In the U.S., the Vaccines and Related Biological Products Advisory Committee has determined that the vaccine has a “favorable safety profile, with no specific safety concerns identified that would preclude issuance of an emergency use authorization” and yesterday recommended EUA approval, but their recommendation is not binding. In other words, the vaccine seems to meet the requirements for EUA approval. FDA Commissioner Stephen Hahn makes the final determination and is expected to grant the EUA as early as next week.
It is important to understand that an EUA is not a final approval. In fact, the manufacturer is still required to conduct follow-up studies and evaluation for safety and effectiveness as part of the EUA. And the FDA always retains the authority to revoke approval if a concern later arises. This holds true under both EUA and for all drugs and biologics that receive final FDA approval, not only COVID-19 related vaccines and treatments.
It should also be noted that the FDA was expected to provide EUA for a vaccine that was 50 percent effective. But both the Pfizer-BioNTech and a second EUA vaccine candidate, Moderna, both have preliminary results of 90+ percent efficacy—well above the FDA’s desired benchmark. Moderna filed for EUA on November 30, and the advisory hearing is meeting on December 17.
But perhaps most striking is that Moderna used novel technology to design their vaccine candidate back in January of this year in a matter of one weekend—before the first documented COVID-19 case in the U.S. David Wallace-Wells makes a solid case that the vaccine could have been ready in as little as three months and what that means for our approach to a pandemic in his recent Intelligencer article, “We Had the Vaccine the Whole Time”:
“…our approach to the pandemic here raises questions, too, about the strange, complicated, often contradictory ways we approach matters of risk and uncertainty during a pandemic—and how, perhaps, we might think about doing things differently next time. That a vaccine was available for the entire brutal duration may be, to future generations trying to draw lessons from our death and suffering, the most tragic, and ironic, feature of this plague.”

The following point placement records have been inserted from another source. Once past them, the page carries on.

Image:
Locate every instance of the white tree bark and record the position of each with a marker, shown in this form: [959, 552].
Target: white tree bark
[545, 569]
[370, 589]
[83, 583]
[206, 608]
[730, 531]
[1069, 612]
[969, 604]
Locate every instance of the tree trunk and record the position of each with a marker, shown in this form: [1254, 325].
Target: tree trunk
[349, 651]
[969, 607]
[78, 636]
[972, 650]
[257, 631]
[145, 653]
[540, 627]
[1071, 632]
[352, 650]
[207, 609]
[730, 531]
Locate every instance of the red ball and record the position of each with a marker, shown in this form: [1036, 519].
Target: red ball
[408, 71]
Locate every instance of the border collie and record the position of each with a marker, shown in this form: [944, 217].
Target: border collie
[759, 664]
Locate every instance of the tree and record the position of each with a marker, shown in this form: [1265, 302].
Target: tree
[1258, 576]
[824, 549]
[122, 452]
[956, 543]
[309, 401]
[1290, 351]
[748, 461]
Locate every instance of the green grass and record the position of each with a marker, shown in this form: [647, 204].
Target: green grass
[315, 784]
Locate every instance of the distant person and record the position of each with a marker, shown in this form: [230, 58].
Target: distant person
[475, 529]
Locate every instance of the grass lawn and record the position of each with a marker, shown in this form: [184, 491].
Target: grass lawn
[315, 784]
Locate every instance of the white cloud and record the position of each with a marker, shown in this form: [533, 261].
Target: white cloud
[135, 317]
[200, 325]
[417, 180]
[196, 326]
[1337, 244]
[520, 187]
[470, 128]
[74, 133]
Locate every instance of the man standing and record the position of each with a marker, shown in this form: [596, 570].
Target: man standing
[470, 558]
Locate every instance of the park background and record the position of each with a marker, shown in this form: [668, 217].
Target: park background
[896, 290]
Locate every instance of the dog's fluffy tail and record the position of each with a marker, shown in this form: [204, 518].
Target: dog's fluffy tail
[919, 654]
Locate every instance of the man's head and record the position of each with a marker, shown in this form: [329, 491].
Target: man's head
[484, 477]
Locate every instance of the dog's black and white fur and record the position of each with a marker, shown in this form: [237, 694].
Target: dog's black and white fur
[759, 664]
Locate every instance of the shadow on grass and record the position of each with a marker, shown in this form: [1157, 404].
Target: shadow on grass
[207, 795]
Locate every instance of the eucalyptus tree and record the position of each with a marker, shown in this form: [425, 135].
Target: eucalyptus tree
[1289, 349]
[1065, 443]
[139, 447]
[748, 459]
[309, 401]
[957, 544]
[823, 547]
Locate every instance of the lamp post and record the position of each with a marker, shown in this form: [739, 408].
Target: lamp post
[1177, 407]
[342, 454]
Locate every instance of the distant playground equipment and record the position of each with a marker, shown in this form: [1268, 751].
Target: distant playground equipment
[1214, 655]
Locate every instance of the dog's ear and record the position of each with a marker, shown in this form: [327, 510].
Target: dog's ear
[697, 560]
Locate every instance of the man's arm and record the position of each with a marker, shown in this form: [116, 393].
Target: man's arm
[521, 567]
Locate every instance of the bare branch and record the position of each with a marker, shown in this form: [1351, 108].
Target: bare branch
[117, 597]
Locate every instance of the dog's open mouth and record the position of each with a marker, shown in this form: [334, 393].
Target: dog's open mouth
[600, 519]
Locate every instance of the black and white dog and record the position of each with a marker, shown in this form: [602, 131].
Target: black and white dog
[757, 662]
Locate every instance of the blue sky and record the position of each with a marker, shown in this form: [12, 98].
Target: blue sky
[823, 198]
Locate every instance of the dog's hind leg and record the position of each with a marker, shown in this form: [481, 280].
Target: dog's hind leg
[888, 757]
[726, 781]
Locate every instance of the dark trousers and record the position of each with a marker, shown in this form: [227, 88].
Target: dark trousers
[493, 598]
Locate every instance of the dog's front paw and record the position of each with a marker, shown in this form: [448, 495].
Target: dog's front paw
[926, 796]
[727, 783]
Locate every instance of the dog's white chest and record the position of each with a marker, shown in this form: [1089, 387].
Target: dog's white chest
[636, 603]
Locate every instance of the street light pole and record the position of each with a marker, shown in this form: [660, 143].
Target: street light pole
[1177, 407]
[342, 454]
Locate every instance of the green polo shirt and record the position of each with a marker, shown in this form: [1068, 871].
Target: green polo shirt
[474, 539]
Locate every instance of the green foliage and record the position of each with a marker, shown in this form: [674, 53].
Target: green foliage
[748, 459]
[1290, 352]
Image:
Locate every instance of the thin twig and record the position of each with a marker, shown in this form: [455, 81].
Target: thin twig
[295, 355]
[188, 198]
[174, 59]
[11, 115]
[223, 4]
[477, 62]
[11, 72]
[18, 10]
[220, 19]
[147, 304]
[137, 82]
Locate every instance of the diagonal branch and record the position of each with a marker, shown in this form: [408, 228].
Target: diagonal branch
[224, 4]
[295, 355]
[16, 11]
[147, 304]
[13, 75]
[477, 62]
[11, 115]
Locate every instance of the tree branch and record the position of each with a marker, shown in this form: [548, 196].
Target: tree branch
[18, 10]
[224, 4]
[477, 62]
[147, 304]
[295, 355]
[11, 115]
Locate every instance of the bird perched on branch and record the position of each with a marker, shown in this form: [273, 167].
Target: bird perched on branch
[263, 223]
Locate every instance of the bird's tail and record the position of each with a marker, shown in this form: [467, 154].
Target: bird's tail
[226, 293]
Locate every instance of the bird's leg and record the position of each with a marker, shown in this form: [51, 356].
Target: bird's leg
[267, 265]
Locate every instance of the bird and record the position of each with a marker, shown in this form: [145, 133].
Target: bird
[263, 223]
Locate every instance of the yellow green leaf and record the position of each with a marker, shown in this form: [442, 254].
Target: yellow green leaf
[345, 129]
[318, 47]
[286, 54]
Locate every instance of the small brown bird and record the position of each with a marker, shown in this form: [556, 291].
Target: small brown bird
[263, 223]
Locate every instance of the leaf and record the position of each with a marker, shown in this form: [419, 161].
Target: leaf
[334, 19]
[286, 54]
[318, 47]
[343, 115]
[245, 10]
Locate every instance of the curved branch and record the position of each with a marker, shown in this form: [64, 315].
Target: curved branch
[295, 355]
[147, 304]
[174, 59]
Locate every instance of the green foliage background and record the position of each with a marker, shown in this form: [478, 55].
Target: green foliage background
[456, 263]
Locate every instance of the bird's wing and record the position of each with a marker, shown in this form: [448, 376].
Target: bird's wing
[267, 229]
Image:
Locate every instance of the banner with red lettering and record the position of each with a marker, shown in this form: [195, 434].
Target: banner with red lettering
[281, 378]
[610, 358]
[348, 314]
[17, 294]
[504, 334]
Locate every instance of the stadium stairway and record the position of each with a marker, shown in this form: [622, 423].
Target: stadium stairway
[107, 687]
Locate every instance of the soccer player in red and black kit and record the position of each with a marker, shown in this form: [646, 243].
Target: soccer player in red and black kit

Pfizer is standing by and ready to begin vaccine distribution within hours of EUA approval. Working with federal health authorities, all 50 states have developed distribution plans and are ready to begin initial vaccinations in the months-long process of, hopefully, allowing the nation to return to health and full economic activity.
Scientific medical advances and the commitment of companies have been made it possible for us to get us to this point. But instead of continuing to press forward amid this crisis, government is making us wait.
Naomi Lopez is the Director of Healthcare Policy at the Goldwater Institute.